Cezalandırıcı kültüre sahip toplumlarda 21. yüzyılda dahi kapatılma/hapsetme uygulaması artarak devam ediyor ve birey hapsedilerek "ıslah" edilmeye çalışılıyor.
Diğer taraftan mağdur odaklı onarıcı adalet sistemini benimseyen demokratik toplumlarda hapishanesiz toplum anlayışı çerçevesinde hapsetme dışı alternatif tedbirler uygulanıyor.

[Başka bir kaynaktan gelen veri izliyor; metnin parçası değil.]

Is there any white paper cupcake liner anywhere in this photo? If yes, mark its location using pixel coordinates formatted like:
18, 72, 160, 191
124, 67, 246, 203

Türkiye'de ise hapsetme uygulaması giderek artıyor. Yeni cezaevleri inşa ediliyor. Buna rağmen kapasite yetersizliği yaşanıyor. Cumhuriyet tarihi boyunca 50 binlerde seyreden mahpus sayısının özellikle son 15 yılda ciddi bir artış göstererek 300 binlere ulaştığı biliniyor. Medya ise bu "yeni" kapatılma mekânlarını övücü "modern" ve "fabrika gibi" metaforlarıyla mevcut egemen söylemi yeniden üretiyor.
Hapishanesizliğin cezasızlık olmadığı gerçeğini göz önünde bulunduran ve fakat başka bir "ıslah" imkânının mümkün olabileceğini savunan Hapishanesiz Toplum Arayışı herkesi konu üzerine yeniden düşünmeye davet ediyor.